In Andrews v. Key et al.,
"It is not usual for the court to reverse a judgment on account of the admission of improper testimony, when the case has been tried before the judge without a jury. If the testimony be merely immaterial, its admission is no ground for reversal. The testimony of the witnesses, as to the fraudulent promises of Kuteman made to induce the defendants in the first suit not to defend the action, did not affect the merits of the present suit. Though it may have been calculated to prejudice a jury against the plaintiff's cause, it is not to be presumed that it had such an effect upon the mind of the judge. This is more especially true when, as in this case, his findings upon all the material issues are amply sustained by the evidence."
In the late case of Lawther Grain Co. v. Winniford, 249 S.W. 195, an opinion by the Commission of Appeals states the rule:
"The judgment of the trial court should not be disturbed unless there be a showing that it was erroneous. In accordance with this rule it has been repeatedly held that the mere fact that improper evidence has been adduced will not require the reversal, where the trial was to the court. There must be some showing that the improper evidence affected the decision. Melton v. Cobb,
Great numbers of authorities could be cited to this effect, but they are collated under the subject of appeal and error, 2 S.W. Digest, Key No. 931(6).

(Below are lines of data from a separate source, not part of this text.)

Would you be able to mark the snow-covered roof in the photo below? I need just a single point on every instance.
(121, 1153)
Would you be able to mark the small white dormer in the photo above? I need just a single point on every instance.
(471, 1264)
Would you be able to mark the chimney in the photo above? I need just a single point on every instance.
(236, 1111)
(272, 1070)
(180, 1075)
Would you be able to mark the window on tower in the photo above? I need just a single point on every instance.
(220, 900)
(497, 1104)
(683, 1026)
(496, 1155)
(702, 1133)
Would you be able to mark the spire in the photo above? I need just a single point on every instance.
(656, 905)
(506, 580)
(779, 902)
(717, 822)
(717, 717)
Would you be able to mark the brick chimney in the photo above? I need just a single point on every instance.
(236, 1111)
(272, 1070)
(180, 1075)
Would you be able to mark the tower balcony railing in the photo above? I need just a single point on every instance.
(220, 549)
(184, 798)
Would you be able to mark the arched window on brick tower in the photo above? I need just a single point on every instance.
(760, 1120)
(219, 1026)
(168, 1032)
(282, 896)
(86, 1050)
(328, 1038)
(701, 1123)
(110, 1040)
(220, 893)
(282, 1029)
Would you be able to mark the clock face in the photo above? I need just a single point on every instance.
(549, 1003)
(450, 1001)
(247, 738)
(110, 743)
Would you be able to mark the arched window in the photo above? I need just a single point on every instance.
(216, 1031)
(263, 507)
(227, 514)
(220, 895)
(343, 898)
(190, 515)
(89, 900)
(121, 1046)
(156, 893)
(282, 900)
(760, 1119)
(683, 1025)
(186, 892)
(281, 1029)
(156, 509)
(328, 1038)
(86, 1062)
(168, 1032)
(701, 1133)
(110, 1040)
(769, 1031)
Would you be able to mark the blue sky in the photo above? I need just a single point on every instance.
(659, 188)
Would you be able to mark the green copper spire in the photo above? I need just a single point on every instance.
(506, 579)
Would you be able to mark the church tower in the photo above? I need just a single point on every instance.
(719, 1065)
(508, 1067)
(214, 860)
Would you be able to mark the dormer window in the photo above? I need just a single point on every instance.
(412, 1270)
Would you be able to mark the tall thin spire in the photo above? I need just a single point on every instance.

As stated, the record is before us without any findings of fact or conclusions of law. *217 There is competent and substantial testimony in the record supporting the judgment of the trial court in so far as the charges against Joe Lee Ferguson are concerned. The presumption is that the trial court considered only such testimony as was legally admissible and found all facts necessary to sustain the judgment.
Upon this state of the record, and in accordance with the authorities cited, an appellate court would not be authorized or justified in reversing the judgment of the trial court. The third assignment is overruled, and the judgment of the trial court is affirmed.